Nearly three-quarters of the men in the new study had lesions in those areas.

“Respiratory aerosols or nebulizers do not appear to have been an important mechanism of transmission, because if so, you would likely have seen more cases among heterosexual women,” said Dr. Celine Gunder, Principal Fellow and General Editor of Public Health at Kaiser Health News. “We haven’t done that now.” “We also haven’t seen any evidence that monkeypox is transmitted through hugs, for example. So it seems to require very close and intimate contact to be transmitted.”

The World Health Organization recently reported that monkeypox outbreaks “continue to affect primarily men who have sex with men who report recent sex with new partners or multiple partners”. The CDC has recommended the Jynneos vaccine for men who have reported more than four sexual partners in the past 14 days.

The new paper supports these descriptions of the outbreak. This includes his finding that of nearly three-quarters of men who provided a sexual history, the average number of sexual partners they reported over the past three months was five, with a quarter of men reporting 15 or more.

During the previous month, 1 in 5 men reported that they had used drugs during sex, and a third of them had sex at the site of the sex site. Of those tested, 29 percent had a sexually transmitted infection or STI.

Public health experts have warned that monkeypox symptoms are often confused with an STD.

The new paper addressed the still-open question of whether monkeypox might be transmitted through semen. Of the 32 men whose semen was analyzed, 29 samples contained viral DNA. Previous research has come to a similar conclusion.

The scientists note that these results do not confirm that semen transmits the virus. They say more research is needed.

Some health authorities, including in the UK, have advised men who have recovered from monkeypox to wear condoms during sex for eight weeks as a precaution, in case the virus remains in their semen.

Condom use among gay and bisexual men has steadily declined since HIV became a treatable infection in 1996. The advent of HIV prevention pills over the past decade has combined with scientific evidence that treating HIV Prevents cross-infection to accelerate this decline. In a CDC survey published in 2017, nearly three-quarters of gay and bisexual respondents reported having sex without using a condom within the past 12 months.

Based on the new paper, Gunder said, “If you want to avoid getting monkeypox, and based on what we know about how monkeypox is transmitted, condoms would be very effective in preventing the bulk or majority of vision transmission now and would be particularly effective in preventing those pests.” most painful.”

Monkeypox often causes initial flu-like symptoms before the rash appears, followed by the appearance of skin lesions. In the new research group, those most common initial symptoms included fever, fatigue, muscle aches and headaches. 13 percent of the men were hospitalized, the most common being severe pain, especially anal pain.

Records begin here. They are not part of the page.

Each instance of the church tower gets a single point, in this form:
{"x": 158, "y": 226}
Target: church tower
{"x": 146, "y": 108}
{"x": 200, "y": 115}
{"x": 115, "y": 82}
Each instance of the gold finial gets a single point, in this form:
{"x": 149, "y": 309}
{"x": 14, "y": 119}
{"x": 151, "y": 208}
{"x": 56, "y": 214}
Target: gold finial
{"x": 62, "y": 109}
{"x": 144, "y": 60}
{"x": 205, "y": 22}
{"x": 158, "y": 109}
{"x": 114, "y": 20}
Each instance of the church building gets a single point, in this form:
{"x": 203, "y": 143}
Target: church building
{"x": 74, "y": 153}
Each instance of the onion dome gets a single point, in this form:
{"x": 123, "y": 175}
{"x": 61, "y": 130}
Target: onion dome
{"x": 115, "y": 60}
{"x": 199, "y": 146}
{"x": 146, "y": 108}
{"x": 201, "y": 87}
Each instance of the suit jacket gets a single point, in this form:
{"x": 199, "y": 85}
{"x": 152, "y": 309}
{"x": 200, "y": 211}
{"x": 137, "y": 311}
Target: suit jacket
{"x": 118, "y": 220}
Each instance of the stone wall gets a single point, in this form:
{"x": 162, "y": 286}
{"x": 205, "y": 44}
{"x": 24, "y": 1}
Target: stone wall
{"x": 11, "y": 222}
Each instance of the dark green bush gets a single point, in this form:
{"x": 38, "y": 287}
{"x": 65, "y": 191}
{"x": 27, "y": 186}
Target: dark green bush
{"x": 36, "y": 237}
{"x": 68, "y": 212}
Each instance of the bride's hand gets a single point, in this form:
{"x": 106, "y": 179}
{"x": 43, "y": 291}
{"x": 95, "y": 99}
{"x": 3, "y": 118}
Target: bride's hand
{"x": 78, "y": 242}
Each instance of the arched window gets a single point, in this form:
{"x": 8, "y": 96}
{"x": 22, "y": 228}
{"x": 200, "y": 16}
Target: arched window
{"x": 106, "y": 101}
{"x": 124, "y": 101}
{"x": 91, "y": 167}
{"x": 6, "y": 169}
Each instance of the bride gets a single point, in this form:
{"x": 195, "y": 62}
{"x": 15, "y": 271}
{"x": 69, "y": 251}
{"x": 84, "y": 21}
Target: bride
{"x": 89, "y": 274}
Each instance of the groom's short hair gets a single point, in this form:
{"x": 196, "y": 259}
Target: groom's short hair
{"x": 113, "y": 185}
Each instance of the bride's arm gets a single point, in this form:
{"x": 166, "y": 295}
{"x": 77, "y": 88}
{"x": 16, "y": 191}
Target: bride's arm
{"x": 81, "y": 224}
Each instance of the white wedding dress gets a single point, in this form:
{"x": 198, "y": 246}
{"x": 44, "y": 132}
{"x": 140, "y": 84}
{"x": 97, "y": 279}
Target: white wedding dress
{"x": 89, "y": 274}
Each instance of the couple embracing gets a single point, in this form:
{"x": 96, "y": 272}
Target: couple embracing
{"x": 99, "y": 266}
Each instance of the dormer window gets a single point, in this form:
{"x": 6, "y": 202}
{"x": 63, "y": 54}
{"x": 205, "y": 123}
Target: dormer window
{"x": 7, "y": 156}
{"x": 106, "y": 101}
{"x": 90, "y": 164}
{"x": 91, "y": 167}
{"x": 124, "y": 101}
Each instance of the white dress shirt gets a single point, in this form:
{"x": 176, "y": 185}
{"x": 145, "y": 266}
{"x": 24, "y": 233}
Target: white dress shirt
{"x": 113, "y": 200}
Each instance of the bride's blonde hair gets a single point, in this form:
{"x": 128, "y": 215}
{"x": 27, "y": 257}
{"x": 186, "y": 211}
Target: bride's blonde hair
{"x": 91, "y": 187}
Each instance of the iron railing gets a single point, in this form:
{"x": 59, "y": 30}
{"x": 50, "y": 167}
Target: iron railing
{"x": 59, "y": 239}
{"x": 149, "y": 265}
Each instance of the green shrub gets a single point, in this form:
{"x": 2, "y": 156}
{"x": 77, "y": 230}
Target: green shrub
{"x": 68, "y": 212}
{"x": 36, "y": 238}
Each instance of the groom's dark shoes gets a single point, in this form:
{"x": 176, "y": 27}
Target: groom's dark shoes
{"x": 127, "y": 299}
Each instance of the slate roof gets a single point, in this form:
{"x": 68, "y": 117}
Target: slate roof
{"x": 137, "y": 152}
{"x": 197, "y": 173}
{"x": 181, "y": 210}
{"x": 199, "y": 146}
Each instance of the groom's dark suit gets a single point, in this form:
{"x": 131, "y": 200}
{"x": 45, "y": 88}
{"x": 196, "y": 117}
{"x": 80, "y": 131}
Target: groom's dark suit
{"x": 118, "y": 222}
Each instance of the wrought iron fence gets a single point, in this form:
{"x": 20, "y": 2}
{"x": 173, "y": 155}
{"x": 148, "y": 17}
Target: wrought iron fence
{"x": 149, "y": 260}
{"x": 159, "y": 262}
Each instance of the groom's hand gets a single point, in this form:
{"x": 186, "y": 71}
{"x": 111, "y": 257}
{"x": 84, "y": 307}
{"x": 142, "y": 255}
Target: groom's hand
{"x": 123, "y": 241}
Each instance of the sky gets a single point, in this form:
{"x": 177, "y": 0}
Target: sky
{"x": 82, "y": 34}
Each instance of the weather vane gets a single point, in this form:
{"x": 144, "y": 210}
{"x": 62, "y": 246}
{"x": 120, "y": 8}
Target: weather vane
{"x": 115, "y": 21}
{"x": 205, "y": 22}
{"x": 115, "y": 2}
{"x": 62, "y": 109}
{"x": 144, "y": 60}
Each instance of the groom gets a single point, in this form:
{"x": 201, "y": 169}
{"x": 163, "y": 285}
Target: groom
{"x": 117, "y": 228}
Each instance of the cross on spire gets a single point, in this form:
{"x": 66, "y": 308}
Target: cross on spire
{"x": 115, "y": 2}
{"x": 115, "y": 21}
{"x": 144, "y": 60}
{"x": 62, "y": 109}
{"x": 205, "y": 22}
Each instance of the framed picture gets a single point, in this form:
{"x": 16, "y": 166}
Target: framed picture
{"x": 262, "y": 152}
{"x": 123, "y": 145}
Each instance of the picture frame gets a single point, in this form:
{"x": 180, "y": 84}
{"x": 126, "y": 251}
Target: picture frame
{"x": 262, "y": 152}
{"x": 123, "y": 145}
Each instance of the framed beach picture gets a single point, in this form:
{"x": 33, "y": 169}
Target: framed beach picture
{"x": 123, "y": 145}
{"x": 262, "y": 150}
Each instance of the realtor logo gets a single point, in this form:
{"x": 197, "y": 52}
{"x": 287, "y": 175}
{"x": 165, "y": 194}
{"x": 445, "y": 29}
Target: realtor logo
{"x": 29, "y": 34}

Even taking into account these hospitalized cases, the health outcomes of the men in the study were “reassuring,” the study authors said, noting that the majority of cases did not include any serious health complications.

HIV infection was not associated with any differences in health outcomes for monkeypox. Since almost all men with HIV had successful treatment for this virus, they usually had healthy immune systems.

Dr Chloe Orkin, an infectious disease expert at Queen Mary University of London and lead author of the study, has joined her colleagues in calling for greater awareness among health care providers of monkeypox manifestations in hopes of improving case detection.

Referring to the many pictures published by the newspaper about how the virus appears in different locations of the body, as well as in the mouth and throat, she said: “We hope that doctors in primary care and emergency departments do not see many cases. He will also be able to recognize many presentations and will not miss you.” Diagnosis”.